Drug Treatment Court’s Effect on Recidivism Rates

By Makayla Hanington, CFCC Student Fellow 2014-2015

Drug treatment courts are a source of therapeutic jurisprudence as problem-solving courts. Their purpose is to resolve underlying issues that may be the source of crimes that are being committed with a holistic and big-picture approach. In Baltimore City, the Drug Treatment Court was created in 1994 due to a study relating 85% of crimes back to substance abuse and addiction. It is a way of preventing incarceration by providing an alternative. Four main goals of Baltimore City’s Drug Treatment Court are to:

  • Provide pretrial, drug-dependent detainees with close supervision
  • Allow judges to use a cost-effective sentencing option by providing a fully integrated and comprehensive treatment program
  • Reduce recidivism rates of street crime committed by drug-motivated offenders
  • Facilitate the academic, vocational, and prosocial skill development of offenders”

Because of the many actors involved in achieving these goals, the whole court system is essentially working together to reduce the overall recidivism rates, especially when substance driven crimes are being committed. The systems that are provided for offenders are supervision, status hearings through judicial monitoring, drug testing, and drug treatment. In order to graduate from the program, participants must have employment, completed 20 hours of community service, have participated in the program for a minimum of 12 months, and have at least 9 months of clean urine samples.”[2] Research has found that the offenders involved in drug treatment courts have a lower recidivism rate than those who are not. It has been generally proven that “[t]he average effect of participation is analogous to a drop in recidivism from 50% to 38%; and, these effects last up to three years.” Although by only about 10%, the re-arrest rates had decreased, but new arrests had significantly decreased. The Baltimore City Drug Treatment Court not only has the effect of reducing recidivism rates while a person is in the program, but also persists even after the program is completed. Drug treatment courts as a problem-solving court has proven to be successful and continues to be implemented.
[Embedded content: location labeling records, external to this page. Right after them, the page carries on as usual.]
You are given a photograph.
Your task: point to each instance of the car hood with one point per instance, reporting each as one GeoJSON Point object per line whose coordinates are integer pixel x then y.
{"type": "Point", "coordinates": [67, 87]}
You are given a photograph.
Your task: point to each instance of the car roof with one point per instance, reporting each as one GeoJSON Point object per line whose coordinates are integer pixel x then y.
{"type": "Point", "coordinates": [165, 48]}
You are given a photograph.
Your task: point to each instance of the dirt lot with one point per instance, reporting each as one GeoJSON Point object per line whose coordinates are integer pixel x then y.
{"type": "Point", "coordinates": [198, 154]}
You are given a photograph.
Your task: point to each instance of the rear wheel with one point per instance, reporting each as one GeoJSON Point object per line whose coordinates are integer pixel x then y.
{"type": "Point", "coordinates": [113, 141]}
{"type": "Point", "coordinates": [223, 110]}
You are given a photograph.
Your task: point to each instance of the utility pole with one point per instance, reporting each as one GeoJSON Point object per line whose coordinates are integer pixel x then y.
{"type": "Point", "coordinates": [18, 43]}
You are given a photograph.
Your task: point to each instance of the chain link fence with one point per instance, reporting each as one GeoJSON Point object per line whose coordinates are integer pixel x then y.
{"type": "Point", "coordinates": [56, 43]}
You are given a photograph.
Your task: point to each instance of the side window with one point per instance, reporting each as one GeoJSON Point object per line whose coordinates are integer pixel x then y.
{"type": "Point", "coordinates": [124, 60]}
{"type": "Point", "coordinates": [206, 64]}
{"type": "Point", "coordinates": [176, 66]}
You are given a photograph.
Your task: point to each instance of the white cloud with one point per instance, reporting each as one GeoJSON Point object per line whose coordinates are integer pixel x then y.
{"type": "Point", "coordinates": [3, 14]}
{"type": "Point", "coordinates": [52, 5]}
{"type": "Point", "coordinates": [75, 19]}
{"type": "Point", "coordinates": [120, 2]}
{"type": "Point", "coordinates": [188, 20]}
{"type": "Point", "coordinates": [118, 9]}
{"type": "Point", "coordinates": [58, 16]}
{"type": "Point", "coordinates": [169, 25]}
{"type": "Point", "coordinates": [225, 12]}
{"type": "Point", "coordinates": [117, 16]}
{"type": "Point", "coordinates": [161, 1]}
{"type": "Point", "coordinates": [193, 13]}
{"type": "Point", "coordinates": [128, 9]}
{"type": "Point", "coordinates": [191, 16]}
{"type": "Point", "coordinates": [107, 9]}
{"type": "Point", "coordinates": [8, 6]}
[1] https://www.crimesolutions.gov/ProgramDetails
[2] https://www.crimesolutions.gov/ProgramDetails
[3] http://www.courtinnovation.org/sites/default/files/documents/Assessing_Efectiveness.pdf
[4] http://www.ccjs.umd.edu/sites/ccjs.umd.edu/files/pubs/Gottfredson_etal_2006.pdf

0 thoughts on “Drug Treatment Court’s Effect on Recidivism Rates

  1. I think that the drug treatment court was a great reaction to the increase of drug related crimes in Baltimore City. I am glad that this program was created as an alternative to incarceration because substance abuse is the cause for many of the crimes that are committed in Baltimore City. It seems that it would be nearly impossible to decrease the crime rate before first confronting the substance abuse. I think that there should be more alternatives to incarceration for many of the crimes that we have on the books in Baltimore City. It would be interesting to see if there are any alternative methods implemented for those convicted of violent crimes in the future. Thank you for choosing this topic to write on, I enjoyed your blog.

  2. Drug treatment courts are a step in the right direction in treating drug users. On the individual level, it seems to aim at solving the true problem, addiction, as opposed to simply masking the symptom by labeling abusers as criminals. On a larger scale, less people in prison have so many positive implications. One positive outcome, keeping families together, have a positive consequences not only on the individual abuser but also on the children and others related to the abuser. By stressing this approach on a national level I would not be surprised to see a sharp decline in our prison population overall and in a country with only 5 percent of the world's population but 25 percent of the world's population, we need all the improvement that we can muster.

  3. While I think the drug courts are a step in the right direction, I do believe that more needs to be done. I believe that felony forgiveness programs need to be implemented. Felons, even those that became felons due to drug-related crimes are unable to receive important benefits such as housing subsidies that they would otherwise be entitled to. With fewer job prospects thanks to the felony on their record, and no housing benefits, it becomes hard for individuals who were incarcerated to make a living once released. While drug treatment courts are a step in the right direction, I believe they need to be accompanied by felony forgiveness programs in an effort to alleviate the stresses felt by newly released inmates.

  4. I am absolutely in support of drug treatment courts. Some behavioral concerns are simply not remedied by punishment. I do not believe that anyone fully chooses to be addicted to drugs. It takes goodwill and determination to make those strides towards recovery and with a positive support system, as provided by these drug treatment courts, more folks can and will reach a healthy drug free lifestyle. Substance abuse plagues so many communities in our country but it causes unyielding damage to many of our poor communities. These drug treatment courts will not only help the individual, but also that individual's family, community, and ultimately the nation as a whole.